Well, the Ivies also don’t represent public history or environmental history–but do those scholars b!tch and moan in public about this? No, they do what they do in the many other institutions that recognize and promote these cutting-edge fields. We don’t care at Colorado State if prestigious institutions represent the strengths in our History department, because we write great books, teach excellent classes, and do what we do to serve our students and our community rather than worrying that our work isn’t recognized or represented elsewhere.
Whenever I read one of these complaints from military historians, I suspect they’re written by people who don’t recognize the ways in which military history–and yes, the recent imperial misadventures of the U.S. in the Middle East–have shaped a great deal of contemporary scholarship. I myself wrote one book subtitled “War and Gender in Colonial New England” and a second book focused on the many eighteenth-century North American wars and the ways in which communities of women were implicated in them, but because I also teach courses on women’s history and the history of sexuality, how visible is this scholarship and teaching to critics like Neer? (Those of us who teach in “flyover country” and at non-elite institutions usually represent more than one historical subfield! It’s true! You can look it up.)
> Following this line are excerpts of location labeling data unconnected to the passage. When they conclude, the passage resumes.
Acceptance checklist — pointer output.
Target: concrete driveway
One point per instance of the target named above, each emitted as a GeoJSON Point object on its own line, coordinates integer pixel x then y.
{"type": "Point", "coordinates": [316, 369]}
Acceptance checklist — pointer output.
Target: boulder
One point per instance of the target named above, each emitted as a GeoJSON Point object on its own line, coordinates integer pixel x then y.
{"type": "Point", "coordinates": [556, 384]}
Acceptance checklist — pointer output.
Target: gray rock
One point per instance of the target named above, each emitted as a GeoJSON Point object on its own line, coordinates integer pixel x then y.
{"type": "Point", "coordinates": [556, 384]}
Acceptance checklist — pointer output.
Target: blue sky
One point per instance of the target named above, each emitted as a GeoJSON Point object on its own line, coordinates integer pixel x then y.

Most universities don’t field History departments of 50-100 members, so a lot of us wear more than one hat: the environmental historians also teach public history and U.S. Western history; the medieval Europeanist is our historian of medicine; the person who teaches the French Revolution is also a historian of religion; and yes, the early American historian has written a book or two about warfare as well as gender, sexuality, and material culture.
We’re not Santa Claus or the Tooth Fairy. We’ll continue to do our work whether or not you think we exist, or care. Our sense of worth doesn’t depend on whether or not our fields are represented in New Haven, Cambridge, or New York. (It’s just too bad Neer’s is.)